Specific U6 Small Nucleolar RNAs Are Present on the Surface of Primary AML Specimens and Are Accompanied By Short Fragments of Longer RNAs

RNA constitutes multiple sub-species with diverse functions and localizations. RNA molecules appear on cellular surfaces although with largely unknown functions. Acute myeloid leukemia (AML) is a particularly aggressive age-related malignancy with a dismal prognosis. We now provide insight into new classes of glycosylated RNAs present on the surface of acute myeloid leukemia (AML) cells from patient samples that may affect AML pathogenesis. We used glyco-cell surface capture technology to specifically label and subsequently enrich surface glycoRNA (surfRNA). We constructed small RNA libraries from surfRNA of activated human T cells, peripheral blasts from AML patient samples and AML cell lines. We performed deep single-end sequencing and compared mapped reads from isolated surfRNA to the corresponding cellular total RNA.

First, we examined the classes of small RNAs and reveal a significant enrichment of small nucleolar RNAs (snRNAs) on the surface of patient AML samples. Specifically, we identify catalytic 100-110nt U6 snRNAs that are important for protein translation, cell proliferation by controlling both the start and end of pre-mRNA splicing (Wang et al. 2023): RNU6-1203P (overlapping SENP1, padj 0.004), RNU6-913P (overlapping C5orf64), RNU6-207P (overlapping IL1RAPL2), RNU6-1316P (overlapping TRAF3). A genetic association between SUMO-specific protease 1 (SENP1) and AML has been validated (Xing et al. 2024). The enrichment of these U6 snRNAs on the AML surface was higher than that on the surface of healthy donor T cells (log2fc > 4; padj < 0.05). We did not find a similarly strong enrichment of other small RNAs including snoRNAs.

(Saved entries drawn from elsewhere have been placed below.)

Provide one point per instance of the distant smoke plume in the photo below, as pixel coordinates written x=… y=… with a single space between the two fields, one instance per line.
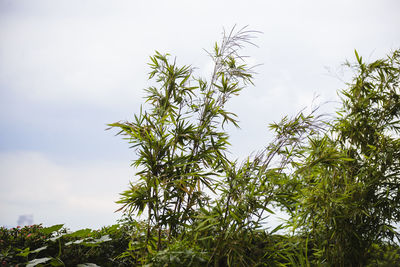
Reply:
x=26 y=219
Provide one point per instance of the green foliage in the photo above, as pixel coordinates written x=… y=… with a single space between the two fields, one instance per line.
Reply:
x=336 y=177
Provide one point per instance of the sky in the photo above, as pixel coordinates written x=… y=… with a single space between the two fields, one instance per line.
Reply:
x=67 y=68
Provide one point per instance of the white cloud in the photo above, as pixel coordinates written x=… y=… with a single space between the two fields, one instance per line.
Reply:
x=79 y=196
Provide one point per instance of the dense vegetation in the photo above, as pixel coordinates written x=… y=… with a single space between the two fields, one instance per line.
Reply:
x=337 y=177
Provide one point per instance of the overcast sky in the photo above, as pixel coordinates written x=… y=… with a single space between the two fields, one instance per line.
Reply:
x=67 y=68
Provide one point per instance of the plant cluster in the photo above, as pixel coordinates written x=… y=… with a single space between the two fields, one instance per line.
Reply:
x=338 y=179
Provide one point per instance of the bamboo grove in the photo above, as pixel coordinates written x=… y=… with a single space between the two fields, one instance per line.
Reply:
x=337 y=177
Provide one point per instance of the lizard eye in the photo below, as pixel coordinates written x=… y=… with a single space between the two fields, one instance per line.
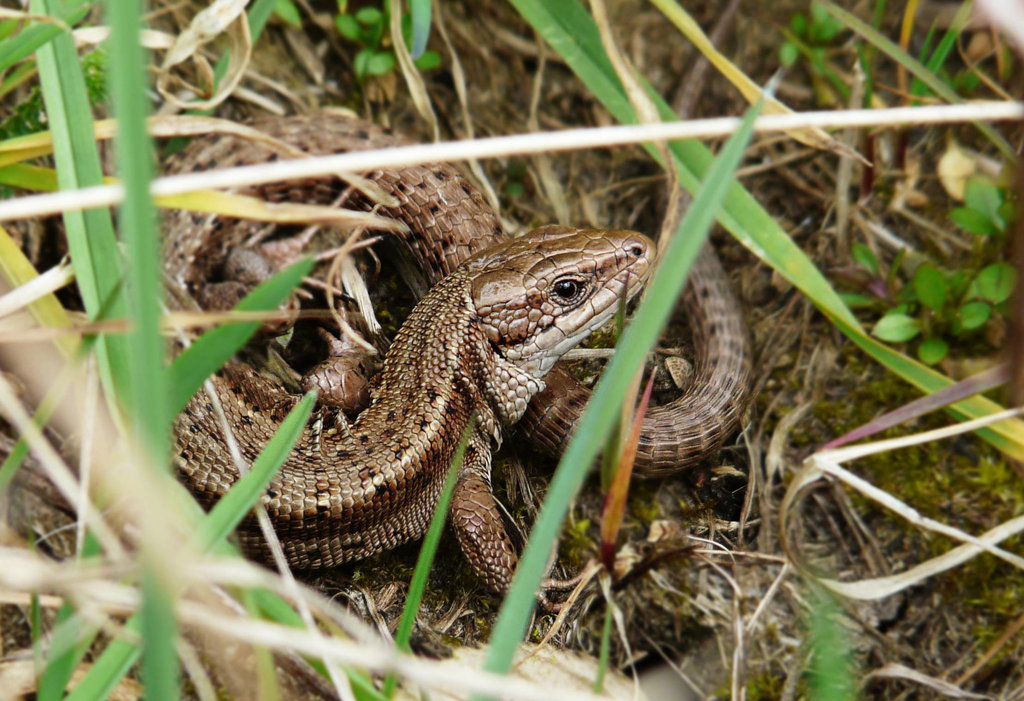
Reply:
x=567 y=290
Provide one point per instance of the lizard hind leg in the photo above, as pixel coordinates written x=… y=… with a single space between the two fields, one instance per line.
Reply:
x=477 y=520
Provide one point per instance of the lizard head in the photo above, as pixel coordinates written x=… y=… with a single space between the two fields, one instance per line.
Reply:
x=540 y=295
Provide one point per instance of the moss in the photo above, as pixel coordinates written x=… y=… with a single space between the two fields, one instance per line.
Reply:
x=765 y=686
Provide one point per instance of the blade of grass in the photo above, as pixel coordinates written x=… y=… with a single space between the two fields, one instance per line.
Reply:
x=115 y=662
x=212 y=349
x=907 y=61
x=90 y=233
x=31 y=38
x=136 y=223
x=619 y=489
x=601 y=411
x=567 y=28
x=70 y=641
x=945 y=46
x=426 y=558
x=147 y=392
x=419 y=10
x=16 y=268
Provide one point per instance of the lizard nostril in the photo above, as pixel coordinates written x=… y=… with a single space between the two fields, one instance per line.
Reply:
x=636 y=250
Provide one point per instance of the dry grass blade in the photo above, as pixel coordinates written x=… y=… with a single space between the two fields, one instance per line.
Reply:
x=826 y=463
x=751 y=91
x=568 y=139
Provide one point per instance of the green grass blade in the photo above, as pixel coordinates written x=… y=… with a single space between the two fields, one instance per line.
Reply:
x=136 y=221
x=567 y=28
x=70 y=641
x=239 y=500
x=603 y=408
x=159 y=628
x=934 y=83
x=90 y=233
x=426 y=558
x=420 y=12
x=31 y=38
x=217 y=345
x=115 y=662
x=147 y=391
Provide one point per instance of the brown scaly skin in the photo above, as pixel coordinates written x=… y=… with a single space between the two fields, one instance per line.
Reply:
x=448 y=222
x=479 y=342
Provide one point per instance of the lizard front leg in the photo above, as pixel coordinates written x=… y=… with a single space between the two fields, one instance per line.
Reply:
x=477 y=520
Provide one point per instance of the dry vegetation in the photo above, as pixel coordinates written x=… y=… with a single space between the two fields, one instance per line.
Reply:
x=710 y=587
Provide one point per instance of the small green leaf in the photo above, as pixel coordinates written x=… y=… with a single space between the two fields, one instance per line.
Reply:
x=360 y=61
x=930 y=287
x=799 y=24
x=974 y=222
x=855 y=301
x=932 y=350
x=429 y=60
x=983 y=196
x=974 y=314
x=865 y=258
x=787 y=53
x=287 y=10
x=370 y=15
x=348 y=28
x=380 y=63
x=896 y=327
x=995 y=282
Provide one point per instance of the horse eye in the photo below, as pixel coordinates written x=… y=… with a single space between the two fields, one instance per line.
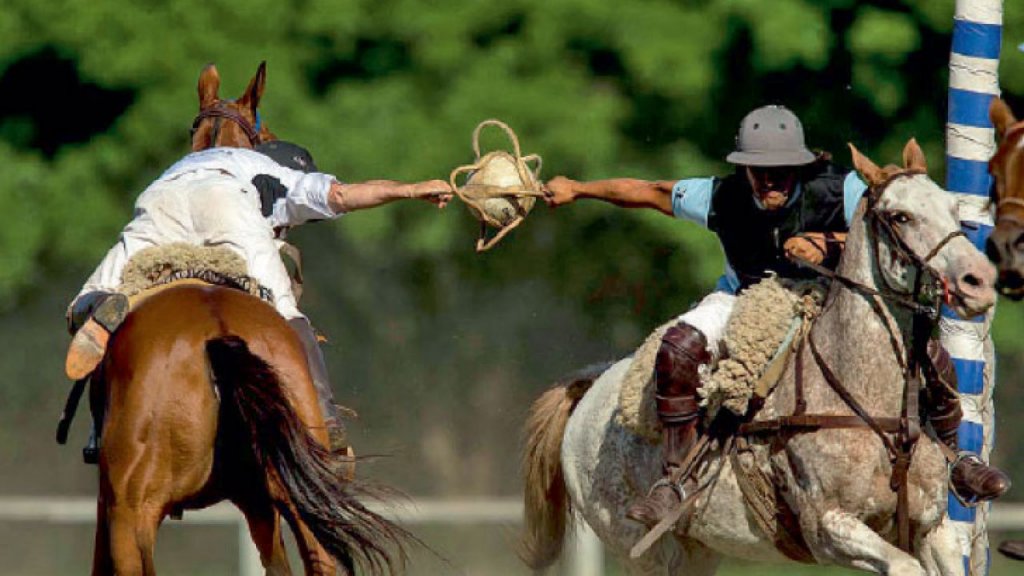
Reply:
x=901 y=217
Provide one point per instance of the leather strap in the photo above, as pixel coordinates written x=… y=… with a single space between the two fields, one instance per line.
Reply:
x=804 y=423
x=677 y=409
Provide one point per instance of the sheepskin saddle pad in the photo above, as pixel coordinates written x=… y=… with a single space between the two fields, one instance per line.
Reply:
x=160 y=265
x=767 y=321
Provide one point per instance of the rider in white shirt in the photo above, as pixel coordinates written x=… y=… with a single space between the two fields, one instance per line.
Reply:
x=242 y=199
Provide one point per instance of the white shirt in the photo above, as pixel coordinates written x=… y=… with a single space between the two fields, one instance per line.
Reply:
x=307 y=193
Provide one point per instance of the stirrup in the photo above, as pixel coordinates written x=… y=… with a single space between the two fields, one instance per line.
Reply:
x=86 y=351
x=676 y=487
x=961 y=456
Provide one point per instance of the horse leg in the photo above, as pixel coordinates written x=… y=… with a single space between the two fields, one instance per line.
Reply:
x=264 y=527
x=133 y=535
x=847 y=541
x=940 y=551
x=101 y=562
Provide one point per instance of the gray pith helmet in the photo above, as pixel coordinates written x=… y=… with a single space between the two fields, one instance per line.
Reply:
x=771 y=135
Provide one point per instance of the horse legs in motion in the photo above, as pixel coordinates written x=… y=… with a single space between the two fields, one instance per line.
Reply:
x=195 y=414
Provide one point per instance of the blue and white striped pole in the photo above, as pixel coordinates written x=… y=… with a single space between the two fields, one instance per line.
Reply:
x=974 y=82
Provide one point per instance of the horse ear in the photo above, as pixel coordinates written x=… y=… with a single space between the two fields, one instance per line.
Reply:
x=913 y=158
x=255 y=89
x=1001 y=117
x=209 y=84
x=868 y=170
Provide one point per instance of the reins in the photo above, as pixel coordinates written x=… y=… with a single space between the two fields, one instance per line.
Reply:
x=220 y=111
x=906 y=427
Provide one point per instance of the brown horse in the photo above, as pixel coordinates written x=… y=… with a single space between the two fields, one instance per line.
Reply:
x=225 y=122
x=207 y=397
x=1006 y=245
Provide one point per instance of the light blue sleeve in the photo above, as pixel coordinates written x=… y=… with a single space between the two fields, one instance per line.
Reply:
x=853 y=190
x=691 y=199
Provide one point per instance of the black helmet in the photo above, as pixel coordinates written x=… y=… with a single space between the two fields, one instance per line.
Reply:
x=288 y=155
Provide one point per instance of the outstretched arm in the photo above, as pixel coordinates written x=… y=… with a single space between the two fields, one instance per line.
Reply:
x=359 y=196
x=629 y=193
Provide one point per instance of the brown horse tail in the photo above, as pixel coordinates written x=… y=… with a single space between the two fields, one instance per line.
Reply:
x=256 y=410
x=546 y=501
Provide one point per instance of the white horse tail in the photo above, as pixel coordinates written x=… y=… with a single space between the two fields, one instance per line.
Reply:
x=546 y=500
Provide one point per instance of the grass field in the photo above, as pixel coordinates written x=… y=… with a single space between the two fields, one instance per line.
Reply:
x=43 y=549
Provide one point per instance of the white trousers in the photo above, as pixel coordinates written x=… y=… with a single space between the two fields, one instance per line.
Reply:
x=711 y=316
x=205 y=208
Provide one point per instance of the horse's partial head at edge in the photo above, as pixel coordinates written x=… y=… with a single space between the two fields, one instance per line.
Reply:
x=918 y=227
x=228 y=122
x=1006 y=245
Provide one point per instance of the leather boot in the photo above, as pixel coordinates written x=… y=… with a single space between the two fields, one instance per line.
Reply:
x=683 y=351
x=92 y=319
x=972 y=480
x=325 y=396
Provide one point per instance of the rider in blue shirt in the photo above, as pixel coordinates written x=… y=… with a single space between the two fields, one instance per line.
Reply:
x=781 y=203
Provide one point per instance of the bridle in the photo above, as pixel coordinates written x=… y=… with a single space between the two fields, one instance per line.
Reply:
x=221 y=111
x=905 y=429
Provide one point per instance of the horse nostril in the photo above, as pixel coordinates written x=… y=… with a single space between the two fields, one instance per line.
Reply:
x=1012 y=280
x=992 y=251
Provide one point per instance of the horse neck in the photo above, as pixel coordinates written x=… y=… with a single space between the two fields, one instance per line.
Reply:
x=856 y=339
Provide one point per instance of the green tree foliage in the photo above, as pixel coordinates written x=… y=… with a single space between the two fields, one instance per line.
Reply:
x=98 y=97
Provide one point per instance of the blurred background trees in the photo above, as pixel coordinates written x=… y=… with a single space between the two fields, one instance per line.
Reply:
x=439 y=350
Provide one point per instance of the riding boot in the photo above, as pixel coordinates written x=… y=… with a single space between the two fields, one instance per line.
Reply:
x=325 y=396
x=92 y=319
x=972 y=480
x=684 y=350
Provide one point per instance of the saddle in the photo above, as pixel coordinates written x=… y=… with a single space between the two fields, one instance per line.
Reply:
x=158 y=269
x=768 y=321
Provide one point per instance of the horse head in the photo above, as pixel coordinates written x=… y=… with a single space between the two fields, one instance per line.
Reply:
x=228 y=122
x=919 y=247
x=1006 y=245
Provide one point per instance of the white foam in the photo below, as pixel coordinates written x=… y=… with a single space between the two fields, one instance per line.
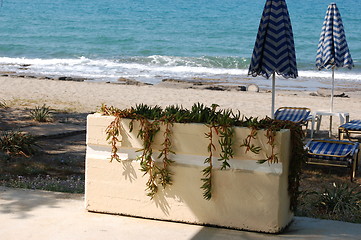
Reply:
x=153 y=69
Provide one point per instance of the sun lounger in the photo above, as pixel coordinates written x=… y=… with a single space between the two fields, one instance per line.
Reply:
x=333 y=153
x=301 y=115
x=348 y=128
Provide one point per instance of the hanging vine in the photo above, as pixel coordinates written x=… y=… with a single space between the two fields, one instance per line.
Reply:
x=221 y=123
x=207 y=171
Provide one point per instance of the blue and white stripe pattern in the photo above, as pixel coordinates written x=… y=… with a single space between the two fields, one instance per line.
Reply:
x=354 y=125
x=332 y=49
x=294 y=114
x=332 y=149
x=274 y=49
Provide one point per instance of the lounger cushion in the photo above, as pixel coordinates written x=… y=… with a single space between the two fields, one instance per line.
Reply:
x=331 y=149
x=293 y=114
x=354 y=125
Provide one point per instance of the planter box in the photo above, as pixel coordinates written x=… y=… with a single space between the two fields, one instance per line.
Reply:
x=248 y=196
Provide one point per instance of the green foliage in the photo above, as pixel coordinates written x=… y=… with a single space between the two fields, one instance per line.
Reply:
x=41 y=114
x=338 y=202
x=340 y=199
x=221 y=122
x=16 y=143
x=3 y=103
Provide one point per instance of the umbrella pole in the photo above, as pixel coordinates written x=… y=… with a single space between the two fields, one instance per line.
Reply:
x=273 y=95
x=332 y=93
x=333 y=88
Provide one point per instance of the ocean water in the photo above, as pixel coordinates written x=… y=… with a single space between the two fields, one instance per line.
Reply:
x=151 y=40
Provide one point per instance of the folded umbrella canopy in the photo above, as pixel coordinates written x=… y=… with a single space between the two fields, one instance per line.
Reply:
x=274 y=50
x=332 y=49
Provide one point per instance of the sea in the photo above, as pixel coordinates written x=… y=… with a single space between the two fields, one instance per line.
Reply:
x=152 y=40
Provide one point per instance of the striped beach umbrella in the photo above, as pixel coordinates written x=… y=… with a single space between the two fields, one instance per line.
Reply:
x=332 y=49
x=274 y=50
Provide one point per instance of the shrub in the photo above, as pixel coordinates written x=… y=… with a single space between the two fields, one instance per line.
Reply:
x=340 y=199
x=16 y=143
x=41 y=114
x=3 y=103
x=338 y=202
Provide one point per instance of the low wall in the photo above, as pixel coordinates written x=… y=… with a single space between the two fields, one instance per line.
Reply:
x=247 y=196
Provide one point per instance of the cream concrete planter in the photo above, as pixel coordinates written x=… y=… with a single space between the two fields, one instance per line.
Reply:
x=248 y=196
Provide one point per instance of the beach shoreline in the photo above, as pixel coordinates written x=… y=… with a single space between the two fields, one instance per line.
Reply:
x=84 y=96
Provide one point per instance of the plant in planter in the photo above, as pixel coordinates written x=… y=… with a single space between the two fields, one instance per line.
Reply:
x=220 y=123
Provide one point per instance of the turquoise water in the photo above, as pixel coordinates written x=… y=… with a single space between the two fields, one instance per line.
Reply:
x=150 y=40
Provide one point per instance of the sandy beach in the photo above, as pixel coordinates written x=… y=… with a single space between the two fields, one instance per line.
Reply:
x=89 y=96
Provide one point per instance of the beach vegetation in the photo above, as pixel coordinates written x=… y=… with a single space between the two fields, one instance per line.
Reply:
x=337 y=201
x=14 y=143
x=220 y=123
x=41 y=114
x=3 y=104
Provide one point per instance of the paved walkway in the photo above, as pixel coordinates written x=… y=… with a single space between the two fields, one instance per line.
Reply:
x=40 y=215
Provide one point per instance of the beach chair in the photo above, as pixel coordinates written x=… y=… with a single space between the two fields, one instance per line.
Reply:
x=334 y=153
x=300 y=115
x=351 y=127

RNAs may exist on the surface as ribonucleoprotein (RNP) complexes. Therefore, we inspected our cell surface proteome from matched AML patient samples for U6 snRNA binding proteins. We identified the previously reported SNRNP200 to be highly expressed in our surface proteome, together with other snRNPs PRP4, PRP31, USP39 and pre-mRNA splicing factor proteins PRPF6 and PRPF8. This suggested an expanded class of spliceosome complex proteins on the surface of primary AML. Our gene ontology analysis suggested protein-binding by surfRNA.

Unexpectedly, many longer mRNA, rRNA and lncRNAs were mapped and enriched on the surface of cells as well. Recent studies revealed the existence of very small 18S and 28S rRNA fragments (rRFs). By mapping 25nt rRNA fragments to the 18S and 28S rRNA subunit, we identify rRF sequences commonly enriched on the surface of all cell types (18S_416-519, 18S_1820-1870, 28S_3676-3909, 28S_4351-4533, 28S_1492-1569, 28S_1986-2063) and few regions unique to primary AML samples (18S_1170-1221, 28S_1726-1803, 28S_3338-3363). Common surface rRNA sequences all lie within the static regions of 18S and 28S rRNA. Multiple 10-20 nt reads mapping to lncRNAs PVT-1 (log2fc 6.3, padj < 0.001), BLACAT1 (log2fc 6.4, padj < 0.001) and MIR124-2HG (log2fc 7.6, padj < 0.001) were significantly enriched in surfRNA. Their known interactions with mRNA transcripts of oncogenic genes MYC, CREB1 and BCN1 makes them interesting to further explore in this AML context. To inspect whether our other longer surfRNA indeed comprise full-length reads or fragments, we next performed paired-end sequencing after DNA size exclusion to precisely determine read lengths. With the additional finding of several processed transcripts enriched on the cell surface, we propose that RNA fragments might arise from intracellular RNA processing.

Taken together the spliceosomal U6 snRNA is specifically expressed on primary AML specimens. Its association with corresponding protein partner genes suggests specific function in myeloid leukemia. Further, we report an expanded pool of surfRNA that may in fact only be small RNAs, by size, arising from intracellular RNA processing. Such surfRNAs might serve as novel prognostic biomarkers or targets for AML therapies similar to their well-known partners, surface glycoproteins.